Carbon dioxide lasers
The mainstay for skin resurfacing for the past few decades has been the CO2 laser. Developed in the 1960s and implemented in the 1980s, the CO2 laser has largely replaced deep phenol peels and mechanical abrasion7. CO2 lasers emit light at a wavelength of 10600 nm that is strongly absorbed by water (the primary chromophore for CO2 light abundant in the skin). Conversion of radiant energy to heat at the point of absorption instantly raises the temperature of tissue water to more than 100°C, so that the tissue water evaporates7, 8. The CO2 laser accurately evaporates the epidermis and dermis, resulting in the reorganisation and strengthening of collagen bundles in addition to epidermal regeneration to rejuvenate the skin.
The first CO2 lasers developed used a continuous wave; however, this technique was not adopted widely owing to significant thermal damage and the high risk of scarring. The advent of short-pulsed high-energy and scanned CO2 lasers that limit skin heating revolutionised the resurfacing industry.
These new lasers are capable of removing layers of photodamaged skin in a precise fashion, leaving only a narrow zone of thermal necrosis. The first laser pass significantly ablates more tissue than the second or subsequent passes, and an ablation plateau is reached at three to four passes, limiting depth to approximately 250 μm. The ability to control the epidermal vaporisation depth with minimal damage to the papillary dermis is a pre-requisite for successful, scorch-free skin resurfacing. The CO2 laser achieves the desired results by removing the outermost layer of the epidermis and some portion of the superficial dermis, and then re-establishing this layer through normal wound healing. Healthy epidermis migrates from adjacent tissue and adnexal structures, and new collagen and elastic tissue are deposited by activated fibroblasts9. To respond to these requirements and achieve well-controlled tissue ablation without the risk of scarring or dyspigmentation, it is important to confine ablation to a thin layer (20–50 μm) and deliver enough energy to vaporise the tissue (5 J/cm2) in a time shorter than the thermal relaxation time of the skin (1 ms).
Two different types of CO2 lasers are promoted for the purpose of skin resurfacing. The first is a high-power, pulsed CO2 laser that can deliver a treatment fluency of 5–7 J/cm2 with each sub‑millisecond pulse. The second uses an opto‑mechanical flash scanner connected to a conventional continuous-wave CO2 laser. Later, CO2 resurfacing lasers with short pulse durations (60 microseconds) emerged, which ablate less tissue per pass and leave a narrower zone of thermal necrosis than the original CO2 resurfacing lasers. These newer systems allow epidermal vaporisation with minimal thermal damage to the papillary dermis. The newer super-pulsed lasers have pulse energies 5–7-times higher than conventional super-pulsed lasers to maximise tissue vaporisation. This results in pure steam vaporisation with minimal thermal injury diffusing to adjacent tissue.

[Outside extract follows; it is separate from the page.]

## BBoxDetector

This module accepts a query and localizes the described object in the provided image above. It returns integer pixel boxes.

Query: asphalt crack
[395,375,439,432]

As with other resurfacing modalities such as chemical peels and dermabrasion, CO2 lasers completely remove the epidermis and part of the dermis, resulting in wound remodelling with the subsequent formation of new collagen and elastin fibre formation, creating firmer and tighter skin. Studies have shown that the depths of ablation are 20–30 μm and 30–50 μm after one pass using pulsed and scanning laser technology, respectively10, 11. The residual thermal damage is 20–40 μm per pass, which does not increase to more than 150 μm on the third pass. The thermal damage produced by the newer CO2 lasers can be controlled by varying the pulse duration, which makes the treatment safer, more reproducible, and more predictable.
Patient selection
It is advised to avoid resurfacing of any kind in Fitzpatrick skin types IV and higher, and also to those patients who have been taking Accutane for at least 1 year prior to treatment. In addition to the indications and contraindications, choosing between non-ablative fractional and ablative fractional devices will require some discussion with regard to lifestyle and down time. While non-ablative treatments tend to require multiple sessions with 1 day of downtime per session, ablative treatments generally require only one session with 48 hours of healing and up to 5 days of downtime.